Son capaces de economizar tanto el oxígeno como sus energías. Disminuyen a voluntad el ritmo cardiaco y mantienen uniforme la temperatura corporal a pesar de las inclemencias. Pero sin ese frío mortal, y he ahí los increíbles equilibrios naturales, tampoco lograría sobrevivir.

Su protección exterior de abundantes plumas posibilita un doble resguardo. Las arterias irrigan las partes del cuerpo no cubiertas de plumas, que son rodeadas de una vaina formada por un manojo de venas que protegen la sangre hasta el corazón.

El plumaje forma una estructura rígida por fuera del cuerpo, pero suave y abrigadora por dentro y con una densidad de 80 plumas por centímetro cuadrado. Así, mediante mecanismos de autorregulación, mantienen la temperatura de más de 30 grados en sus portentosos organismos.

A esta protección se une una gruesa capa de grasa que almacena bajo la piel. Fue la causa de que muchos pingüinos, en épocas pasadas y actuales, permanezcan en las mirillas de balleneros y pescadores, que ambicionan extraer sus preciados aceites y grasas.

Algunos perecen en el trayecto de ida y otros no llegan de regreso para ver con vida a las crías. A veces no resisten ciertas duras tormentas invernales. No pocos terminan como alimento de depredadores: leopardos marinos, tiburones, orcas, aves, que en pleno ejercicio de vida, luchan también por los suyos y la especie.

Para el reecuentro, luego de las 9 semanas de ausencia, emiten una estridente señal sonora. Una suerte de grito irrepetible y reconocido solo por los suyos, particularmente formado por sonidos duros y repetitivos. Es el código definitivo para la reunificación familiar.

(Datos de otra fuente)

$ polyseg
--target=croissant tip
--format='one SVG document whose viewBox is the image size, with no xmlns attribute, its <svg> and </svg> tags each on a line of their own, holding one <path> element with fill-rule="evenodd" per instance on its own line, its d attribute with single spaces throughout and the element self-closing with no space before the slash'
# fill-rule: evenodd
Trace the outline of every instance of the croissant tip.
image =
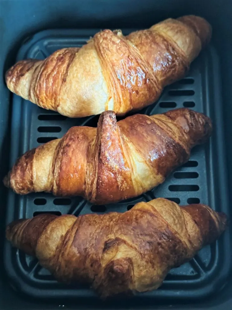
<svg viewBox="0 0 232 310">
<path fill-rule="evenodd" d="M 224 212 L 219 212 L 218 213 L 218 216 L 220 218 L 221 223 L 224 229 L 226 226 L 228 226 L 229 224 L 228 218 L 226 214 Z"/>
</svg>

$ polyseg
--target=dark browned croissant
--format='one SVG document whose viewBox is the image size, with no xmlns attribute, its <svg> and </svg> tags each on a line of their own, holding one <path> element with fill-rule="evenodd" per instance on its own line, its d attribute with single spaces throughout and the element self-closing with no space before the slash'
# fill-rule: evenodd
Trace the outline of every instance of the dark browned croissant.
<svg viewBox="0 0 232 310">
<path fill-rule="evenodd" d="M 70 117 L 108 110 L 125 114 L 154 102 L 164 86 L 182 78 L 211 34 L 207 22 L 193 16 L 125 37 L 105 30 L 81 48 L 19 61 L 7 72 L 6 84 L 23 98 Z"/>
<path fill-rule="evenodd" d="M 208 117 L 187 108 L 137 114 L 118 123 L 108 111 L 97 128 L 72 127 L 62 139 L 27 152 L 4 183 L 19 194 L 45 191 L 116 202 L 162 183 L 211 131 Z"/>
<path fill-rule="evenodd" d="M 9 225 L 6 237 L 59 281 L 87 282 L 103 297 L 157 289 L 171 268 L 225 230 L 226 215 L 163 198 L 124 213 L 41 214 Z"/>
</svg>

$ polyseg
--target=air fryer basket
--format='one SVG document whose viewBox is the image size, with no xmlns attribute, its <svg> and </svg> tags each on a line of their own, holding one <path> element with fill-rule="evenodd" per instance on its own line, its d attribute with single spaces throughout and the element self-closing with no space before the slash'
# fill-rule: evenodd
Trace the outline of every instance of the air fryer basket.
<svg viewBox="0 0 232 310">
<path fill-rule="evenodd" d="M 43 59 L 64 47 L 81 46 L 96 29 L 54 30 L 39 32 L 23 45 L 18 59 Z M 126 29 L 126 34 L 131 30 Z M 6 222 L 28 218 L 45 212 L 78 215 L 91 212 L 124 212 L 139 202 L 163 197 L 181 205 L 208 204 L 218 211 L 229 214 L 222 126 L 218 56 L 212 46 L 192 64 L 187 76 L 166 87 L 157 102 L 140 113 L 151 115 L 183 107 L 209 116 L 213 133 L 209 142 L 195 148 L 190 160 L 157 188 L 140 196 L 117 204 L 92 205 L 79 197 L 56 197 L 44 193 L 25 196 L 8 192 Z M 97 126 L 99 116 L 69 119 L 41 108 L 13 95 L 12 97 L 10 164 L 27 150 L 60 138 L 73 126 Z M 220 165 L 219 162 L 220 162 Z M 205 297 L 218 291 L 224 284 L 230 268 L 228 231 L 218 241 L 205 247 L 194 258 L 172 270 L 156 291 L 138 294 L 146 298 L 177 301 Z M 36 259 L 5 242 L 4 264 L 12 285 L 17 290 L 40 298 L 93 297 L 95 294 L 82 284 L 69 287 L 54 280 Z"/>
</svg>

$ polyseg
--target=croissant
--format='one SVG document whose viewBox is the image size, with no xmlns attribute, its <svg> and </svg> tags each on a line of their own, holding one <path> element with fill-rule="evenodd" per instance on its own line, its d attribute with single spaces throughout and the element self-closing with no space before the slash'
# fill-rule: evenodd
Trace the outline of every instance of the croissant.
<svg viewBox="0 0 232 310">
<path fill-rule="evenodd" d="M 5 177 L 16 193 L 51 192 L 105 204 L 137 196 L 162 183 L 187 162 L 193 147 L 212 131 L 210 119 L 186 108 L 117 123 L 103 112 L 97 128 L 71 128 L 25 153 Z"/>
<path fill-rule="evenodd" d="M 87 282 L 105 298 L 157 289 L 226 224 L 224 213 L 207 206 L 158 198 L 124 213 L 41 214 L 13 222 L 6 236 L 58 280 Z"/>
<path fill-rule="evenodd" d="M 44 60 L 21 60 L 6 73 L 11 91 L 70 117 L 116 114 L 157 100 L 183 77 L 210 41 L 210 25 L 193 16 L 170 18 L 124 36 L 98 33 L 81 48 L 63 48 Z"/>
</svg>

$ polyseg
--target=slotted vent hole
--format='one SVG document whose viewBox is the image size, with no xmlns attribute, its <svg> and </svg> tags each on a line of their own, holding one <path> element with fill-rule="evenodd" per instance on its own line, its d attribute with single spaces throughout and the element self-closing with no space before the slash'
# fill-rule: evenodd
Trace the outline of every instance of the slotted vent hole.
<svg viewBox="0 0 232 310">
<path fill-rule="evenodd" d="M 36 211 L 33 213 L 33 216 L 36 216 L 39 214 L 54 214 L 59 216 L 61 215 L 61 212 L 60 211 Z"/>
<path fill-rule="evenodd" d="M 56 206 L 69 206 L 72 201 L 69 198 L 55 198 L 53 203 Z"/>
<path fill-rule="evenodd" d="M 196 192 L 199 188 L 198 185 L 170 185 L 168 187 L 170 192 Z"/>
<path fill-rule="evenodd" d="M 183 79 L 183 80 L 181 80 L 178 82 L 179 84 L 193 84 L 194 82 L 194 80 L 193 79 L 190 78 Z"/>
<path fill-rule="evenodd" d="M 176 179 L 196 179 L 199 176 L 197 172 L 176 172 L 173 176 Z"/>
<path fill-rule="evenodd" d="M 192 96 L 195 92 L 192 90 L 171 90 L 168 92 L 170 96 Z"/>
<path fill-rule="evenodd" d="M 133 208 L 134 205 L 128 205 L 127 206 L 127 209 L 129 211 L 129 210 L 130 210 L 131 208 Z"/>
<path fill-rule="evenodd" d="M 103 205 L 94 205 L 90 209 L 92 212 L 105 212 L 106 210 L 106 207 Z"/>
<path fill-rule="evenodd" d="M 159 105 L 161 108 L 175 108 L 176 104 L 173 101 L 163 101 L 160 102 Z"/>
<path fill-rule="evenodd" d="M 187 202 L 189 205 L 192 203 L 200 203 L 200 199 L 199 198 L 188 198 Z"/>
<path fill-rule="evenodd" d="M 180 202 L 180 200 L 179 198 L 176 198 L 174 197 L 173 198 L 166 198 L 166 199 L 169 200 L 170 200 L 171 201 L 173 201 L 174 202 L 175 202 L 176 203 L 179 204 Z"/>
<path fill-rule="evenodd" d="M 34 203 L 37 206 L 44 206 L 47 203 L 47 200 L 45 198 L 36 198 Z"/>
<path fill-rule="evenodd" d="M 38 117 L 40 121 L 64 121 L 67 116 L 60 114 L 41 114 Z"/>
<path fill-rule="evenodd" d="M 46 143 L 57 139 L 56 137 L 39 137 L 37 139 L 37 142 L 38 143 Z"/>
<path fill-rule="evenodd" d="M 193 101 L 185 101 L 183 105 L 185 108 L 193 108 L 195 106 L 195 102 Z"/>
<path fill-rule="evenodd" d="M 61 128 L 59 126 L 41 126 L 37 130 L 39 132 L 59 132 Z"/>
<path fill-rule="evenodd" d="M 198 162 L 195 160 L 189 160 L 183 165 L 182 167 L 197 167 Z"/>
</svg>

Luego de la unión de madre o padre con su pareja y el pichón, acompañada de un canto ensordecedor de bienvenida, la bandada retorna al silencio absoluto. Es un recurso a fin de permitir al resto del cónclave un satisfactorio encuentro dentro de la algarabía y cacofonía general.

Durante la marcha, el macho seguirá con actitud constante  a su hembra, guardando siempre de no intercalarse con otras parejas para evitar cualquier confusión posible. La fidelidad conyugal está asegurada por el orden más o menos estricto que el desfile cotidiano les imprime a sus vidas.